StringBuilder inClause = new StringBuilder();
boolean firstValue = true;
for (int i=0; i < batchSize; i++) {
  inClause.append('?');
  if ( firstValue ) {
    firstValue = false;
  } else {
    inClause.append(',');
  }
}
PreparedStatement stmt = conn.prepareStatement(
    "select id, name from users where id in (" + inClause.toString() + ')');

Now we build the actual prepared statement. Since we always build the query in the same way, the driver will notice the SQL is identical on later executions of the same batch size. [Note: If you are not on Java 5 yet, replace StringBuilder with StringBuffer so this compiles.] It is important to return the id we are querying on so that we can later determine which name goes with which id.

for (int i=0; i < batchSize; i++) {
  stmt.setInt(i);  // or whatever values you are trying to query by
}

Set the proper number of values to query by. It is OK to include other search criteria in the query. Just put these parameters before or after the in clause parameters. In this case you will want to keep track of the current index.

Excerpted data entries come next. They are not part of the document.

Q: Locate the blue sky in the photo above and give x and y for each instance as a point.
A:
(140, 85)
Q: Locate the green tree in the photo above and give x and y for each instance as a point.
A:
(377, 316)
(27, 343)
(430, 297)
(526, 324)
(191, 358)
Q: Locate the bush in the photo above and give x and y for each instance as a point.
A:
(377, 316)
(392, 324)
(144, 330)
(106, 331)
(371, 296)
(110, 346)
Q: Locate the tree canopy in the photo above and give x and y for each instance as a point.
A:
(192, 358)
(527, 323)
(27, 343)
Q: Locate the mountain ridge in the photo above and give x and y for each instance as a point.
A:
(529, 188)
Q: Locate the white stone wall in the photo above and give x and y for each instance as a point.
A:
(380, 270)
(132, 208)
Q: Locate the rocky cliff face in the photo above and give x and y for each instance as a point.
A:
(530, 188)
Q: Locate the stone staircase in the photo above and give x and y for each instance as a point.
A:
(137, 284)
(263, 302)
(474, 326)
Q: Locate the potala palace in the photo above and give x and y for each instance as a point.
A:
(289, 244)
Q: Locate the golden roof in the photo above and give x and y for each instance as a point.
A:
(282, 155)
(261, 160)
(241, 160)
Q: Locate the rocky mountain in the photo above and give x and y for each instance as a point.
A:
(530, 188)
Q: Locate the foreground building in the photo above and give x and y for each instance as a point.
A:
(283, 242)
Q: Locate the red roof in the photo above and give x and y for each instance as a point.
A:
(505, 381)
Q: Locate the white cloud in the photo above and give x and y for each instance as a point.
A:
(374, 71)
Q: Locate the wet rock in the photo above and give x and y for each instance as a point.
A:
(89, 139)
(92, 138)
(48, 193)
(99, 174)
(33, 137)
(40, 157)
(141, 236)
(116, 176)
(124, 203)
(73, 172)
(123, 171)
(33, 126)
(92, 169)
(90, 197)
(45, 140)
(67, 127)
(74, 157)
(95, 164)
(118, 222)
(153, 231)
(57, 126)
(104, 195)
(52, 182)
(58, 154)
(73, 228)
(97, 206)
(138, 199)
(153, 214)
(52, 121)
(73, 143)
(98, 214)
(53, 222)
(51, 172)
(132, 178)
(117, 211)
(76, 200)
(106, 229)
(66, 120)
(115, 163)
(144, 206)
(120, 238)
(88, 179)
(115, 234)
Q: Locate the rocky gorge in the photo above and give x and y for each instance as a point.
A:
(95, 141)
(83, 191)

From this point, you just execute the query and get the result normally. On the first try, you should expect to see a performance improvement over options 1 and 2. It will take some tweaking to optimize the batch sizes to the best ones for your situation.

Disclaimer: As noted in the famous quote "premature optimization is the root of all evil", select batching should be used to solve a performance problem. This is especially important here as you need the original numbers to confirm that you are actually getting a benefit.